Light the candle, concentrating on the ancestor that you wish to remember. Bring the bowl of water close in front of you and the candle. Position the bowl so that you can see the candle's flame flickering in the water. Gaze into the bowl, letting the reflection of the candle flame take you deep into a meditative state.
"Candle burning, burning bright,
My eyes now see with new insight
I speak to you, who passed before
I walk willingly up to the door
Come to me so I may give
Remembrance to you so you may live."
Continue gazing into the water, letting your mind flow from one thought to the next as it will. You may see shapes, objects, people, or other things in the water. Let the images come, and store them away in your mind. When you feel ready, thank your ancestors for coming to you. Leave them the offering you have prepared for them.

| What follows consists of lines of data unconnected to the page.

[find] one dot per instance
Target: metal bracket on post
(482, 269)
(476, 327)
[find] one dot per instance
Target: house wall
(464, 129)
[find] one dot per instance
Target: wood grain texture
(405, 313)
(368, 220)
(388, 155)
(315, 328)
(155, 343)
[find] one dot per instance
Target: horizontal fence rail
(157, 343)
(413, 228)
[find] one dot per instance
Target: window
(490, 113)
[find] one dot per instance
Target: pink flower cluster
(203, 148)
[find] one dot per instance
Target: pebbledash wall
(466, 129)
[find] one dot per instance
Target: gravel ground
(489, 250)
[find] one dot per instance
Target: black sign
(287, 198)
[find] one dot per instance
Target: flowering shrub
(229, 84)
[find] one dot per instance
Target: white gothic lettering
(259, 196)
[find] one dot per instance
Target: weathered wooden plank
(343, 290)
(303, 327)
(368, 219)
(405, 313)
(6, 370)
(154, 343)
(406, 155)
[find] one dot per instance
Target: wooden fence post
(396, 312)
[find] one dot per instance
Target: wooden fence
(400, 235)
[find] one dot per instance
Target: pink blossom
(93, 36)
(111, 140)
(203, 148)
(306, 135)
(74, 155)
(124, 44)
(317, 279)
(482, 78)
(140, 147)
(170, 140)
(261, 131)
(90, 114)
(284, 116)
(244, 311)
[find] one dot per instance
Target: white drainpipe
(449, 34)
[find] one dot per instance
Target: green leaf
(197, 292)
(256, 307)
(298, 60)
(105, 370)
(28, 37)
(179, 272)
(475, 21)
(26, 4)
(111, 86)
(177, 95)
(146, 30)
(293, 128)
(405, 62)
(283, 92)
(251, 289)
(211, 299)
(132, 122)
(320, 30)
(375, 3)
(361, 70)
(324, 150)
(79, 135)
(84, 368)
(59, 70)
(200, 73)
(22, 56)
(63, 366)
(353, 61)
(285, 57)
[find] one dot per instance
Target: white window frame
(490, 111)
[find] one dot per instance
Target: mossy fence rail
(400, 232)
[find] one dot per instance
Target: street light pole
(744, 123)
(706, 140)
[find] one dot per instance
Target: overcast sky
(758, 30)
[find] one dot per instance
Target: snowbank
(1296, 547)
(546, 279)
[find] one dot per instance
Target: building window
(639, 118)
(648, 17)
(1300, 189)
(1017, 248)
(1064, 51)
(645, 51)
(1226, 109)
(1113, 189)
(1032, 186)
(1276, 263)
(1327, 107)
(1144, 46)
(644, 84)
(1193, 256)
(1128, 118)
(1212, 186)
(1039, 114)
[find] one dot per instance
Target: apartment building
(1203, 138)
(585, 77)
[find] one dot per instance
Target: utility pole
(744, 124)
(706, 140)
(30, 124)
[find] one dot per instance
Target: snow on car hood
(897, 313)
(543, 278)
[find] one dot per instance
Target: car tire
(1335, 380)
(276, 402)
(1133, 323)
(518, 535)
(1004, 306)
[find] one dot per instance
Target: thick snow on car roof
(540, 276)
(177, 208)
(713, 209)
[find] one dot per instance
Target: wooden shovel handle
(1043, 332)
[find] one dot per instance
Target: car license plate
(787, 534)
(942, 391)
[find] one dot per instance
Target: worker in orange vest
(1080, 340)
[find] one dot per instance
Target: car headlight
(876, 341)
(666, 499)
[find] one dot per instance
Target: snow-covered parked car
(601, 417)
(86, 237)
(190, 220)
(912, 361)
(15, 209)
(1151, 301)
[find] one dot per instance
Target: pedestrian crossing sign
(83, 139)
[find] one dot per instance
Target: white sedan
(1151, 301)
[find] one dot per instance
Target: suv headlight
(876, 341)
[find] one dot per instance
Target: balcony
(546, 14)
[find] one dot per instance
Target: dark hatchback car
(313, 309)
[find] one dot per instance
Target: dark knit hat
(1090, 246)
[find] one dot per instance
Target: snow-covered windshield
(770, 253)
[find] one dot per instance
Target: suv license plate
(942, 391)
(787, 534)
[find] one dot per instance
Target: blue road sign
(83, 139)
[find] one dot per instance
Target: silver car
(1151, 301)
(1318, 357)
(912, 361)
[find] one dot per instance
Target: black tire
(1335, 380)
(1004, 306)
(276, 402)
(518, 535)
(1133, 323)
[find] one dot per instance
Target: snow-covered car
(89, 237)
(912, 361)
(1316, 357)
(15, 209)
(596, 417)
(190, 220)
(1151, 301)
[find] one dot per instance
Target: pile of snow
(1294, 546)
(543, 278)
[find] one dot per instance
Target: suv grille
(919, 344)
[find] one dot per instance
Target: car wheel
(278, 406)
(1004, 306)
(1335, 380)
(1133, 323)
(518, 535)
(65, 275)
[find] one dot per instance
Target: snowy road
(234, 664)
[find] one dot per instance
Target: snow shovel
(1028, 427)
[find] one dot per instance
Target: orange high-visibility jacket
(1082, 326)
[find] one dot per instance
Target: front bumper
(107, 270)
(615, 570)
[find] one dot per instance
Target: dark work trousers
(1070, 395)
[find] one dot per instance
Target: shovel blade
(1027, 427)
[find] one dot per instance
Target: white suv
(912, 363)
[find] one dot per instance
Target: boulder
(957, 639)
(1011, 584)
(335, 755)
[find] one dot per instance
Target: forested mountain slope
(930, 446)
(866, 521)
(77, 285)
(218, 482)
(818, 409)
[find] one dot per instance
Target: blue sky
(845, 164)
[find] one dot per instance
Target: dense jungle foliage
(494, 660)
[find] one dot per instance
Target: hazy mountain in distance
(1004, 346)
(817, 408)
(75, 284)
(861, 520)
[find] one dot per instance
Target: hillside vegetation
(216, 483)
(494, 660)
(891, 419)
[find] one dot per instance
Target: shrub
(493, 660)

Close the circle. Leave the offering overnight. You may dispose of it the next day by burying it. You should let the candle burn all the way down, however if this is not possible, then you may light it several days in a row for the same purpose, finishing up your workings by Nov. 1. If you have any candle left by this date, then bury the remains with the offering you left.
Note: Many Wiccans and Neo-Pagans write out the names of each loved one on the other side of the veil on slips of paper. They read the names aloud reverently, then burn them in a Samhain cauldron to release their love and honor into the smoke that rises into the Sacred cosmos.
Don't forget to take advantage of the unique opportunities of this magickal month -- embrace your family with all of the usual festive activities, but also by taking solitary walks to commune with the Goddess and reflect on the year past, and the one that is about to begin.
Check your local area for apple and fall festivals, and Oktoberfest activities. Be sure to leave plenty of time in busy schedules to traverse the region on foot, and even in vehicles to marvel at the wonder that is fall foliage.
Cap the month off with hot cider, and carving Jack-O-Lanterns!